Etiket arşivi: Dışişleri bakanı İsmet Paşa

Dikili konferansımız : Lozan Barış Andlaşması 100 Yaşında!

Dostlar,

Bu yıl, ülkemizin kurucu uluslararası hukuk belgesi olan Lozan Barış Andlaşması’nın 100. yılı!

Türkiye’nin tapusu ve tabusu olan bu Andlaşma, 100 yıl önce 24 Temmuz 1923’te İsviçre’nin Lozan kentinde bağıtlanmış ve metne Türkiye / BMM Hükümeti adına Dışişleri Bakanı İsmet Paşa imza koymuştu. (O tarihte henüz 1934 tarihli soyadı yasası çıkmadığından, İNÖNÜ soyadı yoktu..)

İzmir / Dikili Salihleraltı bölgesinde yerleşik ve örgütlü TÜM HALK EĞİTİMCİLERİ, Sn. Sevgi Sanön’ün öncülüğünde, kuruluşlarının 16. yılında aşağıdaki etkinliği düzenlediler :

Yurtsever tarihçi yazar Sn. Sinan Meydan ve biz “2’li Konferans” için çağrılı idik. Aşırı sıcağa karşın, Eğitimciler Gazinosunda boş sandalye yoktu, yüzlerce insan gelmişti. Sn. Meydan, bir Cumhuriyet tarihçisi olarak Lozan Andlaşması’nın tarihsel boyutunu sundu coşku ve yetkinlikle (40 dakika).

Ardından biz, uluslararası hukuk ve siyaset bilimi açısından ülkemizin kuruluş senedi sayılabilecek bu yüzyıllık Andlaşmayı irdeledik (yaklaşık 40 dakika). (Hukukçu ve Siyaset Bilimci şapkalarımızla)

Toplam 1,5 saat dolayındaki oturumu, Viyana’daki dostlarımız DÜZGÜN TV ve yöneticisi Sn.

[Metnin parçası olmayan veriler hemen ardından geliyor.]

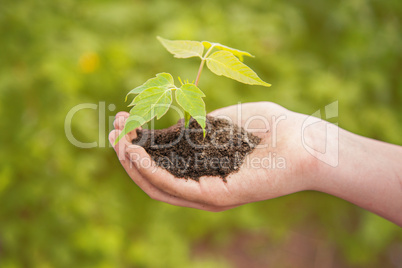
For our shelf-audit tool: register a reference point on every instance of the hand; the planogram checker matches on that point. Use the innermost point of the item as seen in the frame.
(282, 166)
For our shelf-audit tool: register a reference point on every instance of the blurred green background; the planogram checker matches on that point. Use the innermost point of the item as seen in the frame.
(64, 206)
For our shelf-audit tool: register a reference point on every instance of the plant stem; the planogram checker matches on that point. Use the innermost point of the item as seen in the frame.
(187, 117)
(202, 64)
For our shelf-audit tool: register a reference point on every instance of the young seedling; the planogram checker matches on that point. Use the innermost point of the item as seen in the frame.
(155, 95)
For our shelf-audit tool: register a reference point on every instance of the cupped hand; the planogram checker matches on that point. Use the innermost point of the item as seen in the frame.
(280, 165)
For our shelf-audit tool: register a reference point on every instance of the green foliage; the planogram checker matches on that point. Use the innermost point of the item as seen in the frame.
(155, 95)
(65, 206)
(226, 64)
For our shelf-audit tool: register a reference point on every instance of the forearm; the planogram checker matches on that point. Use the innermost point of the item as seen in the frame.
(368, 174)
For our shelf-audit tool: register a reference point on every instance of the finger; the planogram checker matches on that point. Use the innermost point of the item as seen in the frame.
(120, 120)
(148, 187)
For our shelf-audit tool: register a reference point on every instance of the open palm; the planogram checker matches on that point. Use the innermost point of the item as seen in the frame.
(278, 166)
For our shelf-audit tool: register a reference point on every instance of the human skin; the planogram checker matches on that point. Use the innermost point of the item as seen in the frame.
(362, 171)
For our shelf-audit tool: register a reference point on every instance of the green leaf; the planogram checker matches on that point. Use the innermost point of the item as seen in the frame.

Serdar Altun aracılığıyla eşanlı olarak canlı yayınlama olanağımız oldu. “Gavur icadıinternet sayesinde  dünyanın her yerinden eşzamanlı olarak canlı izlenebildi 2’li konferansımız.

Sn. Meydan’ın kitap satış masası (standı) da Eğitimciler kafede idi ve birbirinden değerli 19 kitabın yazarı Sn. Meydan, uzayan kuyrukta sabırla bekleyen okurlarına kitaplarını imzaladı (eşim ve ben de dahil).

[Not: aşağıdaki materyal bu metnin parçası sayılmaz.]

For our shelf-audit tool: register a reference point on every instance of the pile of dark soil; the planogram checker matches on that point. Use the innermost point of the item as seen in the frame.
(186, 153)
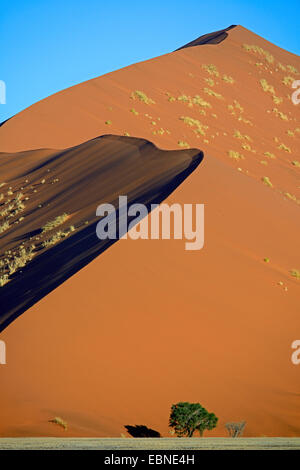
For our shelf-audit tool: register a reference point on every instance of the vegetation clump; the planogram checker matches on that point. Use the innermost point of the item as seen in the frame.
(266, 180)
(235, 155)
(140, 95)
(61, 422)
(295, 273)
(259, 50)
(55, 223)
(187, 418)
(211, 69)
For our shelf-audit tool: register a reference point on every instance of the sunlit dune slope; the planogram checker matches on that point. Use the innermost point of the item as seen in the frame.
(147, 323)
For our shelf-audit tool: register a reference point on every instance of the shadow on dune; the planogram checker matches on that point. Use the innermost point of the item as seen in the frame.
(95, 172)
(139, 430)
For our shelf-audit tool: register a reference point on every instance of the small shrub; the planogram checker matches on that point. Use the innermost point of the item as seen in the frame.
(295, 273)
(211, 69)
(55, 223)
(284, 147)
(186, 418)
(266, 87)
(228, 79)
(235, 155)
(211, 92)
(266, 180)
(270, 155)
(137, 94)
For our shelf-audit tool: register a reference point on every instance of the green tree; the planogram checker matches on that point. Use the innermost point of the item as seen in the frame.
(186, 418)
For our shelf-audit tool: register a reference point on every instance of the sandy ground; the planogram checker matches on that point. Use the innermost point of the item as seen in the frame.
(33, 443)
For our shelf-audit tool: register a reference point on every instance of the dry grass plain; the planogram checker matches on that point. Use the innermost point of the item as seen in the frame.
(49, 443)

Küçük bir gurupla mütevazi bir yemeğin ardından, yine Eğitimciler gazinosuna döndük ve Sn. Onur Yaman’ın sazından ve sözünden güzelim ezgiler dinledik.

Gece yarısına doğru, yıllardır (2001’den beri) Dikili’ye çağrıldığımızda (geçen yıl da oradaydık) hep evlerinde gecelediğimiz dostlarımıza geçtik.. Ülkemizin sorunları… açıkoturumun irdelenmesi, Viyana’dan “hemen” ulaşan yayın erişkeleri (linkleri)DÜZGÜN TV‘nin youtube ve facebook sitelerinde (kanallarında) paylaşılan 1,5 saatlik kayıt..

Çocuklarımıza ve aldatılan yurttaşlarımıza ulusal tarih bilinci kazandıralım.
Lozan yalanları bitsin..
Gizli madde yok..
100. yıl sonunda bitmiyor, süresiz..
Maden aramalarımızı engelleyen madde yok!
Bu 3 konuda CİMER‘in bir yurttaşın sorularına resmi yanıtı var :

Bunları belgeleriyle açıkladık. Lozan Andlaşması’nın bağıtlanması üzerine istifa etmek zorunda kalan İngiltere başbakanı L. Geroge, daha sonra W. Churchill‘in, İngiliz tarihçisi Arnold Toynbee‘nin yazdıklarını aktardık :

  • “Türk delegasyonu Misak-ı Milli ile belirlenmiş olan toprak konuları, kapitülasyonlar, borçlar ve diğer milli çıkarlar konularında bir adım bile geriye atmamıştır.
  • Hemen her konudaki milliyetçi istekleri Lozan’da müttefikler tarafından kabul edilmiştir….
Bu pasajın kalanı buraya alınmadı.